Why distillation helps: a statistical perspective
This work addresses a fundamental problem in machine learning for researchers and practitioners by offering theoretical insights into a widely used but poorly understood technique, though it is incremental as it builds on existing distillation methods.
The paper tackles the question of why knowledge distillation improves student model performance by providing a statistical perspective, revealing a bias-variance tradeoff in the student's objective that quantifies how approximate class-probability estimates from a teacher aid learning.

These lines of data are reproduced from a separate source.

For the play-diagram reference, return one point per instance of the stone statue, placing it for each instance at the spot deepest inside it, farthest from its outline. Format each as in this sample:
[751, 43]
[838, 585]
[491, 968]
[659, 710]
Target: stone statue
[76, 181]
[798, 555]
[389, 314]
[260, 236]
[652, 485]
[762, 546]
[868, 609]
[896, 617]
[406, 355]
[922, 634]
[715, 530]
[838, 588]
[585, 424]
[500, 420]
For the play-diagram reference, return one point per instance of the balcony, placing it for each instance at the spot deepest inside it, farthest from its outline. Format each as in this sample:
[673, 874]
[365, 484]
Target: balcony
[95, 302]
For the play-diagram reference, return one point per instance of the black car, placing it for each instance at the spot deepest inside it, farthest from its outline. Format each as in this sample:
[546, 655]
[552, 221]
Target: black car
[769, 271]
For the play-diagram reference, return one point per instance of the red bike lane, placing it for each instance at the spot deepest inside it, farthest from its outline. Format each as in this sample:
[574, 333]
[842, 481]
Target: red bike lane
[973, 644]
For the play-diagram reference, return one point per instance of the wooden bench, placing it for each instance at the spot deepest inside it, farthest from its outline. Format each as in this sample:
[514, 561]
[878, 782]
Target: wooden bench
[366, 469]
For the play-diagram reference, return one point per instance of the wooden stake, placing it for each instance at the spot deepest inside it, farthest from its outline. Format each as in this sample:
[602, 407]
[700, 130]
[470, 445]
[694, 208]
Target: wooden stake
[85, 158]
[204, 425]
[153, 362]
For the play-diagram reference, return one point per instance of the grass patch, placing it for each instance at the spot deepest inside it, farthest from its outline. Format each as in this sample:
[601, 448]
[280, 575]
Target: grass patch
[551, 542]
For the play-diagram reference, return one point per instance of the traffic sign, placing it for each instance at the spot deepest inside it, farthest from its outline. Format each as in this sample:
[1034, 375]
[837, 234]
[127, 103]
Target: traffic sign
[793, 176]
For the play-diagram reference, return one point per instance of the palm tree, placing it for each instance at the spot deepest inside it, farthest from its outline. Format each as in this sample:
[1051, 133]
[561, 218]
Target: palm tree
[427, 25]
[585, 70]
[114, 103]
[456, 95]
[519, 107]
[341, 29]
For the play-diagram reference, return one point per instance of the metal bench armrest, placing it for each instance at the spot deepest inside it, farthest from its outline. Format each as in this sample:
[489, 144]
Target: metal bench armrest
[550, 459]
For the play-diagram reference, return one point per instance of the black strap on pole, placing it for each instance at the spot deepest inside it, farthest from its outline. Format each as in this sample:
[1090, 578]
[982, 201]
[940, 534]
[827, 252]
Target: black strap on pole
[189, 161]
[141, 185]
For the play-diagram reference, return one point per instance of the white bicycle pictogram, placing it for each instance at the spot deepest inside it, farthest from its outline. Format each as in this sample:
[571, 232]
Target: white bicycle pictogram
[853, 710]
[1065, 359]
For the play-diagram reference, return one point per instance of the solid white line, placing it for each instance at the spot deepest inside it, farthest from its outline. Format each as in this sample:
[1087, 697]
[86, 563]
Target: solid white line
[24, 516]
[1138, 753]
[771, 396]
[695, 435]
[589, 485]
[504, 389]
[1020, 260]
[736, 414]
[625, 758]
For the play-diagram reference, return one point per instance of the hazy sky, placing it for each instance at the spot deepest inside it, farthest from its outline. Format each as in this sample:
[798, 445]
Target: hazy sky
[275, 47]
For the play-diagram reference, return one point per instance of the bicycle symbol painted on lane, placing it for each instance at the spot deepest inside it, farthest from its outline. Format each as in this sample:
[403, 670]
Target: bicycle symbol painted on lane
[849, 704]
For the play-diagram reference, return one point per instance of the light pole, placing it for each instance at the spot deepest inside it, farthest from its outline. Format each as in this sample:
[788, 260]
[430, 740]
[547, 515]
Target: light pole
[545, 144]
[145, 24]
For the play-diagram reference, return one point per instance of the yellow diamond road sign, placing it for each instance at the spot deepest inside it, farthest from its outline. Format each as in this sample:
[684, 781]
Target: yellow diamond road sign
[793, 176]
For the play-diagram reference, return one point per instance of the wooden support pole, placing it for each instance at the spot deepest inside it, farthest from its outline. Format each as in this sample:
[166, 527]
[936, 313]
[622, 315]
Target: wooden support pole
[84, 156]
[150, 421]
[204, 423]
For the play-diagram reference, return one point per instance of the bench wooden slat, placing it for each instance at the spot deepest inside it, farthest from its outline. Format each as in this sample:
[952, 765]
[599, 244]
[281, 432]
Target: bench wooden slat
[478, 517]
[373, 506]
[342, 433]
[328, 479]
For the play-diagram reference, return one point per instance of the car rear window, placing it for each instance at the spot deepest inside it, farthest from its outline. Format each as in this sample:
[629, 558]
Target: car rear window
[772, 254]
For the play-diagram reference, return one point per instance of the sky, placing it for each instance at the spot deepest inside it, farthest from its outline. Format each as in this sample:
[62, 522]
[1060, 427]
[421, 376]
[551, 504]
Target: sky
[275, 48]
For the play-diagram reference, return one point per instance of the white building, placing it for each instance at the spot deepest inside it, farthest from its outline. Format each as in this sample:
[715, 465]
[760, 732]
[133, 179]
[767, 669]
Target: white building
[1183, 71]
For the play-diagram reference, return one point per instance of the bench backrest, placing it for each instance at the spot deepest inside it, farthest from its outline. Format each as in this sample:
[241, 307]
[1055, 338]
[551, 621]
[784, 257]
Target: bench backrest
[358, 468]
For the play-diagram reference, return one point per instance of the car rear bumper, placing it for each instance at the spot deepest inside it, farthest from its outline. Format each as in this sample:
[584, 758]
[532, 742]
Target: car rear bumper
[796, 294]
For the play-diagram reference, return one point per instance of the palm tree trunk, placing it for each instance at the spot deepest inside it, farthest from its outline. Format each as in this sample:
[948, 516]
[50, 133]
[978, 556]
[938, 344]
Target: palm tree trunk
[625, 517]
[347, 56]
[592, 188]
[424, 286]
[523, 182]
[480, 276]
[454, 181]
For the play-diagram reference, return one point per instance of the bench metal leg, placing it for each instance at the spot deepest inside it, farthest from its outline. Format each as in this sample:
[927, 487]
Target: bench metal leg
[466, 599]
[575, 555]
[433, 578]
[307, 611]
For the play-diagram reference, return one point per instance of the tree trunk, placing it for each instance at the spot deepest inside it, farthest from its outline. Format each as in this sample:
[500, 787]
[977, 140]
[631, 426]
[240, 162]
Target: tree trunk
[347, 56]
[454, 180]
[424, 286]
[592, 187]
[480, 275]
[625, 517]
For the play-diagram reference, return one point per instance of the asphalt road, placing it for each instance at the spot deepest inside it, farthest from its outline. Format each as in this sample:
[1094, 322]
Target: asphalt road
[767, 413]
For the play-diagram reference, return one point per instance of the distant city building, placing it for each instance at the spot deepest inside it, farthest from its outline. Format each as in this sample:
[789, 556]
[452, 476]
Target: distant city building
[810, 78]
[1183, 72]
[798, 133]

Knowledge distillation is a technique for improving the performance of a simple "student" model by replacing its one-hot training labels with a distribution over labels obtained from a complex "teacher" model. While this simple approach has proven widely effective, a basic question remains unresolved: why does distillation help? In this paper, we present a statistical perspective on distillation which addresses this question, and provides a novel connection to extreme multiclass retrieval techniques. Our core observation is that the teacher seeks to estimate the underlying (Bayes) class-probability function. Building on this, we establish a fundamental bias-variance tradeoff in the student's objective: this quantifies how approximate knowledge of these class-probabilities can significantly aid learning. Finally, we show how distillation complements existing negative mining techniques for extreme multiclass retrieval, and propose a unified objective which combines these ideas.